The Moveable Electric Fence
This is the modern-day version of the shepherd in smaller land areas that also get higher amounts of rainfall. Where you have higher rainfall and thicker grass production, containing the animals for a short while in a small area of plentiful food resources is the common practice. From the cows’ perspective, the electric fence serves the same function as a pack of timber wolves, albeit a bit little less stressful perhaps.
Why are large grazing animals integral to grasslands management? Let me explain how grass works as a carbon pump.
Grass takes in carbon dioxide and releases oxygen. The simplicity and elegance of this seemingly complex reaction — the single process that has helped shape life on earth as we know it — are commonly overlooked.
In the spring, when the grass starts to grow, the cool-season grasses quickly begin to set their seed heads. Grass goes through a life of stages: Infant, teenager, adult, and senior. The stages of life when the grass is cycling the most carbon is when it is a teenager or adult. How do you keep it in that stage for the greatest amount of time? With an animal eating it before it reaches the mature “senior” chapter of life. We don’t want the animal to graze it all the way back to the infant stage (with just a stubble of grass).

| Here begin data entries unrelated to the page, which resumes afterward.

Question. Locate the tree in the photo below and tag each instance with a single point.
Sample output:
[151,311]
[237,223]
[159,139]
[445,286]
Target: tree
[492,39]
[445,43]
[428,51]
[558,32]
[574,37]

The pasture is managed so that once the grass gets set back by grazing, the cows move on, encouraging the plant to grow and pull more carbon out of the atmosphere. The cows don’t return until the grass is once again about to set seed in the “senior” stage.
Here’s another way of thinking about it: Imagine that at the teenage/adult life stage the grass is running a race and breathing hard. This is good for the soil. Part of the biomass that goes into building the roots, stem, and leaves is actually coming out of the air.
The fate of that carbon resource is now in the hands of the landowner where the photosynthesis took place. If no pig or cow grazes it, that carbon being held temporarily in the body of the plant decomposes. When it decomposes it releases that carbon back into the atmosphere. Its presence in a terrestrial environment was a “flash in the pan”. There and now gone.
Without grazing animals to continually hit the “reset” button on grass, they will act as an invisible geyser of carbon. Mining it out of the soil and throwing it into the sky. This is one of the drivers of desertification.
Nothing in any ecosystem is staying the same. It is either getting better or worse but, it is not static. Large grazing animals are the answer to improving grasslands.
This is why land needs animals like flowers need bees. In a very real sense, the cows are “pollinating” the landscape. Making it greener, cooler and more resilient.